Откровение как один из видов религиозного опыта не должно разрушать логосную структуру разума, напротив, как уже указывалось, можно утверждать на основании многочисленных свидетельств, что во время интенсивного религиозного опыта работа разума происходит холоднее и четче, чем обычно. Об этом у П. Тиллиха сказано так: «Разум воспринимает Откровение в экстазе и чудесах, но Откровение не уничтожает разум точно так же, как работа разума не исчерпывает Откровение и не дискредитирует его».
Откровением, составившим основу и первый символ христианской веры, стало прозрение ап. Петра, которое он выразил словами: «Ты – Христос, Сын Бога Живого», на что «Иисус ему сказал в ответ: блажен ты, Симон, сын Ионин, потому что не плоть и кровь открыли тебе это, но Отец Мой, Сущий на небесах» (Мф 16:16–17). Это прозрение с полным основанием может быть названо пророчеством, поскольку в нем Бог говорит человеку о вещах, определивших исторические судьбы человечества. Вообще пророчество представляет собой особый род Откровения: пророк – «уста Божии», и вряд ли можно сказать точнее. А поскольку Бог – вне времени, Он – Вечность, то исторические пророчества представляют собой проекцию сверхвременного на наш мир, где «смерть и время царят», и проектором является личность пророка. Но элементы Вечности в пророчествах неизбежно остаются, так что во все времена они сохраняют свою нравственную силу и актуальность. Прав П. Чаадаев, утверждавший, что «те много ошибаются, кто пророчества Святого Писания почитают простыми предсказаниями, предвещанием будущего и ничем больше. В них заключено учение, относящееся ко всем временам». И лишь по недоразумению расхожее мнение делает из пророка нечто вроде гадалки.

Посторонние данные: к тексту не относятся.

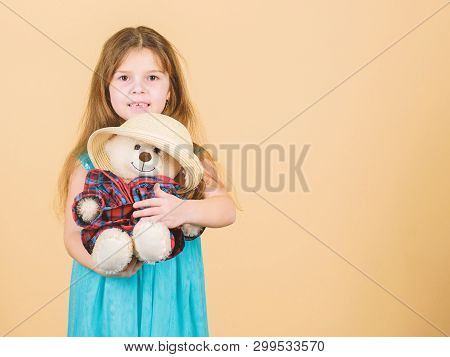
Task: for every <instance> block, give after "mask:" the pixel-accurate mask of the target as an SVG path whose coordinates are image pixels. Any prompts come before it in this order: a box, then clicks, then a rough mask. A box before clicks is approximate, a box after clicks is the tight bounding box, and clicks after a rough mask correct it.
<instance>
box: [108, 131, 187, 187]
mask: <svg viewBox="0 0 450 357" xmlns="http://www.w3.org/2000/svg"><path fill="white" fill-rule="evenodd" d="M105 153H106V155H107V156H108V159H109V161H110V163H111V166H112V168H113V171H114V173H115V174H116V175H118V176H120V177H122V178H123V179H126V180H131V179H133V178H135V177H138V176H161V175H163V176H167V177H170V178H171V179H174V178H175V176H176V175H177V174H178V172H179V171H180V169H181V166H180V164H179V163H178V161H176V160H175V159H174V158H173V157H172V156H170V155H169V154H168V153H166V152H165V151H163V150H161V149H160V148H158V147H156V146H153V145H150V144H148V143H145V142H143V141H140V140H138V139H134V138H131V137H128V136H124V135H113V136H112V137H111V138H110V139H109V140H108V141H107V142H106V143H105Z"/></svg>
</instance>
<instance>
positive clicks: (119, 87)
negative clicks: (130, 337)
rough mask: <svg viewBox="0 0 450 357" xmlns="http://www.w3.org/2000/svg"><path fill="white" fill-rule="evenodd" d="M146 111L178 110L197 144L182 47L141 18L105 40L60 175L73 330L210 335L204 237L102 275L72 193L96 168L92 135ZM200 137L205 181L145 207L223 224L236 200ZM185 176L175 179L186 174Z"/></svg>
mask: <svg viewBox="0 0 450 357" xmlns="http://www.w3.org/2000/svg"><path fill="white" fill-rule="evenodd" d="M142 111H148V112H154V113H162V114H166V115H169V116H171V117H173V118H175V119H177V120H179V121H180V122H181V123H183V124H184V125H185V126H186V127H187V128H188V130H189V131H190V133H191V136H192V138H193V140H194V142H196V143H197V144H198V140H199V132H198V129H197V128H198V125H197V124H198V122H197V118H196V116H195V111H194V109H193V106H192V104H191V101H190V99H189V96H188V92H187V89H186V85H185V81H184V77H183V73H182V70H181V66H180V63H179V60H178V56H177V54H176V52H175V49H174V47H173V46H172V45H171V44H170V43H169V41H167V39H165V38H164V37H163V36H161V35H160V34H159V33H157V32H156V31H154V30H152V29H149V28H147V27H143V26H140V27H137V28H125V29H123V30H121V31H119V32H117V33H116V34H114V35H113V36H112V37H111V38H110V39H109V40H107V41H106V43H105V44H104V46H103V50H102V53H101V55H100V59H99V61H98V63H97V66H96V68H95V73H94V75H93V77H92V83H91V88H90V94H89V100H88V104H87V108H86V111H85V113H84V118H83V121H82V122H81V133H80V137H79V139H78V141H77V144H76V145H75V147H74V148H73V150H72V151H71V153H70V154H69V155H68V157H67V159H66V162H65V164H64V167H63V170H62V172H61V176H60V181H59V192H60V202H61V203H60V204H61V210H63V211H64V243H65V246H66V249H67V252H68V253H69V254H70V256H71V257H72V258H73V259H74V260H73V266H72V276H71V286H70V298H69V323H68V332H67V334H68V336H160V337H162V336H208V320H207V310H206V299H205V285H204V275H203V259H202V249H201V239H200V238H198V239H195V240H193V241H187V242H186V245H185V248H184V251H183V252H182V253H181V254H179V255H178V256H176V257H175V258H173V259H171V260H168V261H164V262H161V263H157V264H154V265H150V264H142V263H141V262H139V261H137V260H136V259H135V258H133V260H132V261H131V262H130V264H129V265H128V266H127V268H126V269H125V270H124V271H122V272H120V273H118V274H116V275H114V276H111V275H108V276H103V275H101V274H100V273H99V272H98V271H97V270H96V268H95V266H94V264H93V262H92V259H91V256H90V255H89V254H88V253H87V251H86V249H85V248H84V246H83V245H82V242H81V237H80V231H81V228H80V227H79V226H77V225H76V224H75V222H74V220H73V218H72V213H71V205H72V203H73V200H74V197H75V196H76V195H77V194H78V193H79V192H81V191H82V190H83V187H84V180H85V178H86V174H87V170H90V169H93V166H92V163H91V162H90V160H89V156H88V155H87V153H86V144H87V140H88V138H89V136H90V135H91V134H92V133H93V132H94V131H95V130H97V129H100V128H103V127H109V126H120V125H121V124H122V123H123V122H124V121H125V120H127V119H129V118H131V117H132V116H133V115H136V113H139V112H142ZM197 144H195V145H194V147H195V153H196V154H197V155H198V156H199V158H200V160H201V162H202V164H203V166H204V168H205V175H204V178H203V181H202V183H201V184H200V185H199V187H198V188H197V189H196V190H195V191H194V192H191V193H190V194H189V196H186V197H185V198H188V200H187V201H186V202H185V203H184V204H183V205H180V207H179V208H177V209H174V208H175V207H176V206H177V205H178V200H179V199H178V198H176V197H175V196H170V195H164V194H161V195H160V197H161V198H160V199H158V201H157V202H158V204H157V205H156V206H155V204H153V205H152V207H150V201H147V200H144V201H141V202H140V203H139V208H141V207H144V209H142V210H139V213H138V217H145V218H141V219H151V218H149V217H152V216H154V217H155V216H157V217H162V218H161V219H160V220H161V221H162V222H165V223H166V225H167V226H168V227H169V228H174V227H177V226H179V225H181V224H184V223H192V224H197V225H200V226H206V227H224V226H227V225H230V224H232V223H233V222H234V220H235V205H234V201H233V200H232V199H231V197H230V196H229V195H228V193H227V192H226V190H225V189H224V184H223V183H222V182H221V181H220V180H219V179H218V174H217V167H216V165H215V163H214V160H213V159H212V157H211V155H209V153H208V152H207V151H206V150H203V149H202V147H201V146H200V145H197ZM179 176H180V177H178V176H177V177H176V178H175V180H176V181H178V182H182V177H181V175H179ZM153 202H156V201H155V200H154V201H153ZM145 207H147V208H145ZM136 208H137V207H136ZM136 215H137V212H136ZM154 217H153V218H154Z"/></svg>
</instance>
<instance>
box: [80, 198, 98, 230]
mask: <svg viewBox="0 0 450 357" xmlns="http://www.w3.org/2000/svg"><path fill="white" fill-rule="evenodd" d="M75 210H76V213H77V215H78V217H79V218H80V219H81V220H82V221H83V222H84V223H87V224H89V223H91V222H92V221H93V220H94V218H96V217H97V216H98V214H99V212H100V203H99V200H98V198H96V197H94V196H91V197H84V198H82V199H81V200H80V201H78V203H77V204H76V206H75Z"/></svg>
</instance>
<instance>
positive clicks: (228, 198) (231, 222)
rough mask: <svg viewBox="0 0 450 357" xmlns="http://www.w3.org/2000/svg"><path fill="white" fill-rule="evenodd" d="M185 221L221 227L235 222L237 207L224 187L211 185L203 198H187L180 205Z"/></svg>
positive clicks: (197, 223) (204, 225) (205, 225)
mask: <svg viewBox="0 0 450 357" xmlns="http://www.w3.org/2000/svg"><path fill="white" fill-rule="evenodd" d="M180 209H181V210H182V216H183V217H184V222H183V223H182V224H184V223H191V224H196V225H199V226H204V227H211V228H220V227H225V226H228V225H230V224H233V223H234V221H235V220H236V208H235V205H234V202H233V200H232V199H231V198H230V196H229V195H228V193H227V192H226V191H225V190H224V189H223V188H214V189H212V187H211V186H209V187H208V188H207V189H206V191H205V198H204V199H203V200H187V201H186V202H185V203H183V204H182V205H181V206H180Z"/></svg>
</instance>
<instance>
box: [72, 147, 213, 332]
mask: <svg viewBox="0 0 450 357" xmlns="http://www.w3.org/2000/svg"><path fill="white" fill-rule="evenodd" d="M80 161H81V163H82V164H83V166H84V168H85V169H86V170H91V169H93V168H94V167H93V165H92V162H91V161H90V159H89V156H88V155H87V153H86V152H84V153H83V154H82V155H81V156H80ZM80 239H81V238H80ZM67 336H69V337H70V336H124V337H133V336H157V337H166V336H173V337H177V336H178V337H180V336H208V319H207V309H206V296H205V278H204V273H203V257H202V248H201V238H197V239H195V240H193V241H186V245H185V248H184V250H183V252H181V253H180V254H179V255H178V256H176V257H175V258H173V259H170V260H168V261H165V262H161V263H156V264H143V265H142V267H141V268H140V269H139V271H138V272H137V273H136V274H134V275H133V276H131V277H129V278H123V277H104V276H102V275H100V274H97V273H96V272H94V271H93V270H91V269H88V268H86V267H84V266H83V265H81V264H79V263H78V262H77V261H76V260H73V264H72V276H71V284H70V296H69V322H68V330H67Z"/></svg>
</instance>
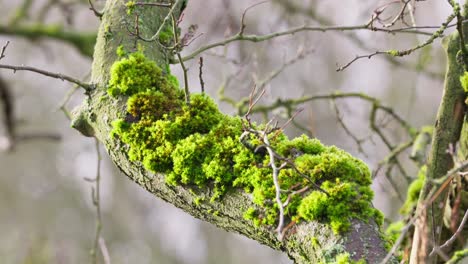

Возникло пророчество задолго до появления монотеистических религий, однако в рамках этих религий все языческие пророки (и надо признать, что не всегда справедливо) считаются лжепророками. В трактате «О природе богов» Цицерон от имени стоика Луцилия утверждает, что факты откровения и пророчества убедительно свидетельствуют о существовании богов: «А предсказание и предчувствие будущего о чем ином свидетельствуют, как не о том, что людям по воле богов открывается (ostendi), подается знак (portendi), предрекается (praedici), от чего и слова произошли: «откровение» (ostentum), «знамение» (portentum) «пророчество» (prodigium)… Если есть истолкователи воли богов, то необходимо признать, что есть и боги». Тем не менее, истинное пророчество как могучее духовное течение, несомненно, возникло вместе с ветхозаветными пророкам. Приведенное выше определение пророка – «уста Божии» – подтверждается этимологией: библейское «наби», означающее пророка, происходит от аккадского «набу» – призывать, а греческое (и профетизм как пророческое служение) – тот, кто говорит от лица другого, т. е. пророк призван Богом говорить от Его имени. Поэтому хотя слово играет в пророчествах определяющую роль, сам пророк не должен заботиться о выборе слов и пытаться быть понятым многими; он – проводник, и главной его задачей всегда остается точная, без искажений передача услышанного слова Божьего. Эта задача – передать словами непередаваемое – не просто трудна, она практически невыполнима, поэтому по необходимости пророк вынужден пользоваться символами, так что пророческие откровения могут служить прекрасным образцом для истинного символизма в любой области искусства и науки. Ощущение реального и близко присутствия Бога, испытываемое пророками в экстатическом состоянии, вызывает одновременно неописуемый восторг и чувство ужаса перед разверзшейся у их ног бездной. Словесное выражение подобных впечатлений обычно представляет собой contradictio inadjecto – противоречие в понятиях, поэтому в мистической литературе часто встречаются такие словосочетания, как «слепящая тьма», «голос безмолвия» и т. п.